By supporting the outfitter industry all you will be doing is killing the tradition of hunting as we know it.

Pick up a PLOTS map when you get here or check it out online at the NDGF website. It will give you a good idea on where to start. Good luck and enjoy your time in ND.


----------



## Irish Mick (May 15, 2006)

I agree with *HuntNFish* and *Ace* Outfitters are not needed to enjoy ND. You don't pay for sex do you? Why pay to hunt?


----------



## Jiffy (Apr 22, 2005)

jurso, don't even think about it!! It is not needed!! If you can't shoot a few birds this year on your own there is no need to hunt anymore. IMO!!

Why are you even entertaining the though? Just wondering.


----------



## jurso (Aug 8, 2006)

Thanks All & Jiffy,

I hear ya on the outfitter deal guys.. Really, I do.
my plan is to head to Watford City area ( Have a Motel already lined up ) and hunt whatever Public land I can find..
Then, I plan to try to contact some of the locals on potential landowners I can ask permission from...
My thinking is, If Watford City area (Mckenzie cty ) isnt a good area, I was going to use the outfitters( for a day or two ) as a last resort before heading back home.
Not knowing the area at all, I figure it'll be a day or so just to get the bearings on where to go etc.
That's all, just trying to make things easier is all...
I'm bringing the 22-250 and will offer the locals some coyote removal services for the option to bird hunt on the land as well.


----------



## Duck Commander (Oct 20, 2004)

Watford has a good number of pheasants this year.

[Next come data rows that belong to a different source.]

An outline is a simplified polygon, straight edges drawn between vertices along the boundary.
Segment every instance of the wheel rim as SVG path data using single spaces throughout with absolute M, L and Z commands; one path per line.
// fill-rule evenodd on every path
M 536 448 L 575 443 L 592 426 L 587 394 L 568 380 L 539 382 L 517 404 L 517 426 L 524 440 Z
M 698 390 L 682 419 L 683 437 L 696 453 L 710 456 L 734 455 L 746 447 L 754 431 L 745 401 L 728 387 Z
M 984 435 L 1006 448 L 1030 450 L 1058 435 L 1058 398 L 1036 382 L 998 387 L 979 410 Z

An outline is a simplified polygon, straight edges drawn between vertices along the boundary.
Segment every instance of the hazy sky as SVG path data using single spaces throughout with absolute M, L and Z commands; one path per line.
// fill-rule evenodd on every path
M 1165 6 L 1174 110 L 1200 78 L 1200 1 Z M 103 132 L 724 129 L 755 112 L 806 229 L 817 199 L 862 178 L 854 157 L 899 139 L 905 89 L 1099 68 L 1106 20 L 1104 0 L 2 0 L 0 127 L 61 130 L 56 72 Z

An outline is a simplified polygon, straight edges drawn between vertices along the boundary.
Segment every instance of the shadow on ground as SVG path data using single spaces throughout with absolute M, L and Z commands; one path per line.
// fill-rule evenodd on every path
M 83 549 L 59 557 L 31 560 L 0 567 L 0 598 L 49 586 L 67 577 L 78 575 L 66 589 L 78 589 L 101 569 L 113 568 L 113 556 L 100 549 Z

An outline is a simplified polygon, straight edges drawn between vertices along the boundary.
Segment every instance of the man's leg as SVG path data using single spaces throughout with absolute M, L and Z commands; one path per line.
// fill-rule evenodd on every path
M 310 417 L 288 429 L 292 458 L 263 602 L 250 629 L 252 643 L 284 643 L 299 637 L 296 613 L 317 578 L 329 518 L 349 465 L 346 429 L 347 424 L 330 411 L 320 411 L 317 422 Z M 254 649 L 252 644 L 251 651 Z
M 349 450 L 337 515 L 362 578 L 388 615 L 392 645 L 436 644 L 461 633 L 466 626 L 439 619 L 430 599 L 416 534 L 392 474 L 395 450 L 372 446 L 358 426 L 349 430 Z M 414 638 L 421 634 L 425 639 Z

Head any direction and you should find some birds. South and west of town has a few more posted signs but there still is some public access. Some of the landowners should let a guy in if your willing to knock on doors. Don't be afraid to hunt some of the badlands areas either, they hold plenty of roosters, Badland roosters as we call them. Hard walking but they are there. Good luck. Also don't be afraid to hunt up along the lake shore, lots of cover with the low water.


----------



## njsimonson (Sep 24, 2002)

> my plan is to head to Watford City area ( Have a Motel already lined up ) and hunt whatever Public land I can find..


This year on opener, the WC area showcased the LEAST AMOUNT of posted land I have ever seen in that area in the last five years. You really should have no problem finding land to hunt, and no problem with birds. There's not much for PLOTS, (head more toward Alex to find open PLOTS) but a large amount of unposted land.

Good luck, I think you'll enjoy Watford City!


----------